Penyuluhan ini merupakan bagian dari program kerja KKN UNP Nagari Salayo 2026 yang berfokus pada peningkatan kesadaran masyarakat terhadap pentingnya pemenuhan gizi pada seribu hari pertama kehidupan (HPK). Materi disampaikan oleh Nabila Gustia Putri, yang menjelaskan pengertian stunting, faktor penyebab, serta cara pencegahan yang bisa dilakukan sejak masa kehamilan. Dalam paparannya, Sania Ashila Ramadhani menyampaikan bahwa stunting bukan sekadar persoalan tinggi badan anak yang tidak sesuai usia, tetapi berkaitan langsung dengan perkembangan otak dan kualitas sumber daya manusia di masa depan.
Data terbaru dari Survei Status Gizi Indonesia (SSGI) 2024 mencatat prevalensi stunting di Provinsi Sumatera Barat berada di angka 24,9 persen, masih di atas rata-rata nasional yang tercatat 19,8 persen.

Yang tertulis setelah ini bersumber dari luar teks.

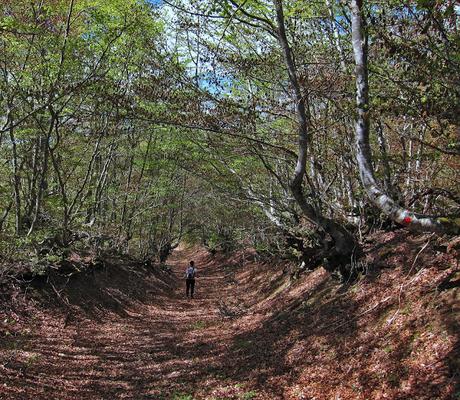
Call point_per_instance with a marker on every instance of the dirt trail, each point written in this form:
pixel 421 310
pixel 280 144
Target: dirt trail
pixel 251 333
pixel 159 349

Angka ini setara dengan sekitar 126.844 balita di Sumatera Barat dalam kondisi stunting, dan 13 dari 19 kabupaten/kota di provinsi ini masih berada pada kategori sedang dengan prevalensi di atas 20 persen. Kondisi ini yang mendorong mahasiswa KKN memilih stunting sebagai salah satu isu prioritas dalam program kerja mereka di Nagari Salayo.
Ketua pelaksana kegiatan, Kenzi Adh-Dhowy, mengatakan penyuluhan ini diharapkan bisa menambah pemahaman ibu-ibu di Posyandu Sawah Kandang soal pola asuh dan asupan gizi yang tepat untuk anak. Kader Posyandu Sawah Kandang, turut menyambut baik kegiatan ini dan berharap kerja sama antara mahasiswa KKN dan posyandu bisa terus berlanjut selama masa penempatan KKN di Nagari Salayo.
Selain penyampaian materi, kegiatan ini juga diisi dengan sesi tanya jawab dan pemberian makanan tambahan / pengukuran tinggi dan berat badan balita. Mahasiswa KKN UNP Nagari Salayo 2026 berencana melanjutkan program serupa di posyandu lain yang ada di wilayah Nagari Salayo sebagai bagian dari upaya mendukung percepatan penurunan stunting di tingkat nagari.